Video footage showed Jewish rioters throwing stones at Arab cars in Ramle – adjacent to Lod – causing one vehicle to crash into a roundabout and then a sidewalk, before fleeing the scene.
In one incident which occurred during the course of Tuesday night, Arab rioters broke into the home of a Jewish family living in Ramat Eshkol who had been evacuated, and vandalized every room in the apartment, causing extensive damage.
Reports were also made aware of settler activists making their way to Lod on Wednesday afternoon, although it was unclear if they managed to enter the city before the curfew was imposed.
Later on Tuesday, a protest was staged outside of the District Court of the Central region against the ongoing detention of three Jewish residents of Lod who are suspected of shooting at rioters, including Hasuna, amid the riots on Monday night.
Several hundred protesters demonstrated outside the court house, while MKs Matan Kahana of Yamina and Simcha Rothman of Religious Zionist Party attended the hearing.
The protesters cried out chants of “free the heroes,” “Jewish blood is not a free for all,” “Self-defense is not a crime,” “shame,” and demanded the immediate release of the detainees.
Meir Layosh, an activist in the Jewish community in Lod who was in attendance at the protests, insisted that on Monday night Jewish residents exit their apartment buildings to stop the approach of a large mob of rioters.
Layosh said that the rioters presented an immediate threat to the lives of the Jewish residents and that due to the ongoing absence of the police from the site of the riot, the residents who shot at the rioters did so to defend themselves from immediate, life-threatening danger.
“They have to be released immediately, this is self-defense in every degree. The police made a big mistake by taking 45 minutes to get there,” said Layosh.
In the hearing however, the court rejected the appeal of the four detainees to be released and their detention was extended until Thursday. On Thursday, they were all released, KAN reported.

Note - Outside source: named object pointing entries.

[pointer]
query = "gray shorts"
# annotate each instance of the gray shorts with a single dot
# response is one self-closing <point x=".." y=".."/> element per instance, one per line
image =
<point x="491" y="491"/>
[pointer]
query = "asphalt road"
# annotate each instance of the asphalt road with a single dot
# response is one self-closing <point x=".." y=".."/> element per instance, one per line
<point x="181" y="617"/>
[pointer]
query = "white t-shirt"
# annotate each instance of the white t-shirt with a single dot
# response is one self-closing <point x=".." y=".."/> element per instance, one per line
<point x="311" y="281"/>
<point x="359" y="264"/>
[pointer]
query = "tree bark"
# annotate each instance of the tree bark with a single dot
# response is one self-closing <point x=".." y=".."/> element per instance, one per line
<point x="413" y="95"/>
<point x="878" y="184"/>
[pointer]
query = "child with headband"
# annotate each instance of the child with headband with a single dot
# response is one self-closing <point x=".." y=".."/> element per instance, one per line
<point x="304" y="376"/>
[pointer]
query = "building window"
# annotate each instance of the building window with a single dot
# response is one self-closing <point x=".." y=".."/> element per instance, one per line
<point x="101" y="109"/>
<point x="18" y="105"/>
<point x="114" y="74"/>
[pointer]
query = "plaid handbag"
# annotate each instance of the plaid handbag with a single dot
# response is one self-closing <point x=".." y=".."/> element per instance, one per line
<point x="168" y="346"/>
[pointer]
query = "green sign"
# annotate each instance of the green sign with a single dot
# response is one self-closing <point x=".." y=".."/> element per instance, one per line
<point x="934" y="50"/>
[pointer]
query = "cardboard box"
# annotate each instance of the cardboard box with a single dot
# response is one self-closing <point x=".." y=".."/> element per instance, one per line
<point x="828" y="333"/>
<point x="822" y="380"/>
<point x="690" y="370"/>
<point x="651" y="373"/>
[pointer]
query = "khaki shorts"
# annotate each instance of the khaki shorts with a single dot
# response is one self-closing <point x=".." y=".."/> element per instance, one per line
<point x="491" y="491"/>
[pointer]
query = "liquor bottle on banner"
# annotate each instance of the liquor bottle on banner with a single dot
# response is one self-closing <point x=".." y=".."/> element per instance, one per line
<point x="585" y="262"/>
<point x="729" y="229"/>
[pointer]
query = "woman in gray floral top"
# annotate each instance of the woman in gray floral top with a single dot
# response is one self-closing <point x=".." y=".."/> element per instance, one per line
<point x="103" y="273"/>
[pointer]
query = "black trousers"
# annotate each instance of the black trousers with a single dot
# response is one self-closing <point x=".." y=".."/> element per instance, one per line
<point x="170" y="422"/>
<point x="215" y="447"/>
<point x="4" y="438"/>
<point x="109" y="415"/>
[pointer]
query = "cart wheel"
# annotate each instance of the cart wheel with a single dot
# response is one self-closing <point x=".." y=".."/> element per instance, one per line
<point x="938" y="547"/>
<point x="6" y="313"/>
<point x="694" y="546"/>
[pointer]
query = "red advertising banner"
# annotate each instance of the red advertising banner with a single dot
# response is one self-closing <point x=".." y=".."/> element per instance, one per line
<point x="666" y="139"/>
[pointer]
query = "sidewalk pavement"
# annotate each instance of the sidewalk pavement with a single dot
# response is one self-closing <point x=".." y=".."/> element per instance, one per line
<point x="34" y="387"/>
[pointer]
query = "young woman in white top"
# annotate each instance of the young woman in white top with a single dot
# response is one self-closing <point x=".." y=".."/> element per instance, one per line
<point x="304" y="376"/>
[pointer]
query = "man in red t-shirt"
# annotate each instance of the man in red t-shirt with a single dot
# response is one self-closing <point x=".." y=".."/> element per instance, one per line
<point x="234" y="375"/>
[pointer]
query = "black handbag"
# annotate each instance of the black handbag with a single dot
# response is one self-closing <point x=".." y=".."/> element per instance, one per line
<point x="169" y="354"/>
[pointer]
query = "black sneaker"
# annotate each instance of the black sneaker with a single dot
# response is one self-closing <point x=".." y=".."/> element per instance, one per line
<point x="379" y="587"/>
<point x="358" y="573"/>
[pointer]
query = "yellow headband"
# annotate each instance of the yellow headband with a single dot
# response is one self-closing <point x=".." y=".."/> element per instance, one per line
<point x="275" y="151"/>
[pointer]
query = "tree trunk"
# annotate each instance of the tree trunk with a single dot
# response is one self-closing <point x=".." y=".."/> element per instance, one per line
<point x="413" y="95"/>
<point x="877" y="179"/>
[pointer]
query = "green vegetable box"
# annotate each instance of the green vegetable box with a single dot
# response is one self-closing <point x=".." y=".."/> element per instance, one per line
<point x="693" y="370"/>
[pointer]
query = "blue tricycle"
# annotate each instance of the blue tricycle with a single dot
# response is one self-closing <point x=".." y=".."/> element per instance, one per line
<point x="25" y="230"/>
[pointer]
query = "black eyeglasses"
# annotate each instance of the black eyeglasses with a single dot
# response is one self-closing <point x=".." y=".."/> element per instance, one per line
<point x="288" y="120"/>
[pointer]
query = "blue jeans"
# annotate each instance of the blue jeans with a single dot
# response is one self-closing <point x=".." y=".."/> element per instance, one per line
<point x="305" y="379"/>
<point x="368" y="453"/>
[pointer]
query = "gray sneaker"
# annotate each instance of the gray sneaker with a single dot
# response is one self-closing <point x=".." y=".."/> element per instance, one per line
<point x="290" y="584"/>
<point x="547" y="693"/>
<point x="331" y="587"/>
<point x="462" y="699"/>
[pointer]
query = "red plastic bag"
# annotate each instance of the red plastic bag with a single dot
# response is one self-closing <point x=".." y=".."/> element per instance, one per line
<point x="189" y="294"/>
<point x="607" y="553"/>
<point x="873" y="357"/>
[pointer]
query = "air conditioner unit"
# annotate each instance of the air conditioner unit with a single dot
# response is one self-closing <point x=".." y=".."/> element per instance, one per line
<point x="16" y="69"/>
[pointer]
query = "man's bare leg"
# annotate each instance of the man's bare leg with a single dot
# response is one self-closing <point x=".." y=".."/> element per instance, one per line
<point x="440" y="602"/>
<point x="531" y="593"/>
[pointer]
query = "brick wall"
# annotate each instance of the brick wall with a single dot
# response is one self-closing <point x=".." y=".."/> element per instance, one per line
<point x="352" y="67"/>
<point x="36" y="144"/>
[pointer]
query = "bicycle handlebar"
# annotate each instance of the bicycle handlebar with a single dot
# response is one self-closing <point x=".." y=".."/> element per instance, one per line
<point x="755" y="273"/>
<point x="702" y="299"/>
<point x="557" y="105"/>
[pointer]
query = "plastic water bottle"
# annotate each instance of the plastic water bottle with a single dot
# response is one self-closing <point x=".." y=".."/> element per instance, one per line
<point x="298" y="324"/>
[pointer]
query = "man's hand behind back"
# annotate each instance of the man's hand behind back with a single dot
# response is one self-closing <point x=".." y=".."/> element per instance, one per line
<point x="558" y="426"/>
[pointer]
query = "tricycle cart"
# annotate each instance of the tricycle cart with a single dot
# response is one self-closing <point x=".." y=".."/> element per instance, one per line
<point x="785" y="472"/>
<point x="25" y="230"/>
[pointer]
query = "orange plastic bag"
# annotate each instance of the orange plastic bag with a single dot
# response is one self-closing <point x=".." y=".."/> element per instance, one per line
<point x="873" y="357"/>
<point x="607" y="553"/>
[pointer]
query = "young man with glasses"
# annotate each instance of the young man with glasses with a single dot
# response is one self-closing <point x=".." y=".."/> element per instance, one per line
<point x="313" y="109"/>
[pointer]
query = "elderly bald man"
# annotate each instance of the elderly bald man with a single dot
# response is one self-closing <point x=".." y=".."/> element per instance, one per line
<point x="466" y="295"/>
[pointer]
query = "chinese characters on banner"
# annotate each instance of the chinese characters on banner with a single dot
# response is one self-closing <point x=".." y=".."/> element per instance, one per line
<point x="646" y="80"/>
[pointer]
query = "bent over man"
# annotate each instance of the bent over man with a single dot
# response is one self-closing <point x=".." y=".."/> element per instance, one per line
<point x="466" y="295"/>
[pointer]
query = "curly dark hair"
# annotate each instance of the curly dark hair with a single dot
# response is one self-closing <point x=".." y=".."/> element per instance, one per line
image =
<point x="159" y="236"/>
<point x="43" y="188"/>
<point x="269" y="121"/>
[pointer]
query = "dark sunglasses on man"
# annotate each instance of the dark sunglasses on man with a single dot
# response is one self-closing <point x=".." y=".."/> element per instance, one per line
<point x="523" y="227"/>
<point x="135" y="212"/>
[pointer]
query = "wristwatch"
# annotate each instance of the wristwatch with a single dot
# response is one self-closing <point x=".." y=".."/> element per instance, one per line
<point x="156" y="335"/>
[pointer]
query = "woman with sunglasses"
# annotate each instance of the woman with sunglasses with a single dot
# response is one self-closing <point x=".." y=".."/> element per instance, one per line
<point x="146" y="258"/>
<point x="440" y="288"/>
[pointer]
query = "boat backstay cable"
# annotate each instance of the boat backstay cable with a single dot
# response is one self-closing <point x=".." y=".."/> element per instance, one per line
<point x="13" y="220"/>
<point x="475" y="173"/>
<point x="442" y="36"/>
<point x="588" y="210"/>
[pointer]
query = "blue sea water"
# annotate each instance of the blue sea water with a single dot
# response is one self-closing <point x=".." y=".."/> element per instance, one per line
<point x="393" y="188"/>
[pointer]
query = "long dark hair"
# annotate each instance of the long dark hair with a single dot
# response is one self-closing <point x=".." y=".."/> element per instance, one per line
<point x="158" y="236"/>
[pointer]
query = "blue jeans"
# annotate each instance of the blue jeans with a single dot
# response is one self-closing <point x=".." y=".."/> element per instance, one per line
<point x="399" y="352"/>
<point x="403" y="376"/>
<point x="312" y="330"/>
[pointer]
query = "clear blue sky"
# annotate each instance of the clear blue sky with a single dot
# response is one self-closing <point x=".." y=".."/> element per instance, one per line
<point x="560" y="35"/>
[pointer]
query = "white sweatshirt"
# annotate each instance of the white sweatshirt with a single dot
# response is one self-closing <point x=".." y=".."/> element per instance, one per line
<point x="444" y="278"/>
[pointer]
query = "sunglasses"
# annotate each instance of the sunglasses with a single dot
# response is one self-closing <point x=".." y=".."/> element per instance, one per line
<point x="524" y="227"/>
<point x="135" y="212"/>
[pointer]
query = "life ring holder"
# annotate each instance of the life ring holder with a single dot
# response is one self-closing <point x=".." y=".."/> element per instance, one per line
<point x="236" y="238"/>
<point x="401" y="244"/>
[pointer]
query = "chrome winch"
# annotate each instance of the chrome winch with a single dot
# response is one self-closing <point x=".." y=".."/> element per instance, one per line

Earlier on Wednesday, some Jewish residents were in a state of shock at the violent events of the last 48 hours.
“My trust in my neighbors has been broken completely, I saw my neighbor join the riots, until then I believed we could live here together well, they have destroyed everything, everything good," said Rivi Abramovich, 28.
Yuval Hovav, 28, was the owner of the house which was broken into.
“We have only tried to bring light here, but they have set our cars on fire, I don’t know how I can live next to my neighbor any more, but I do not intend to leave, I’m not afraid, and I do not intend to allow Lod to turn into an Arab city, we are in the heart of the State of Israel,” said Hovav.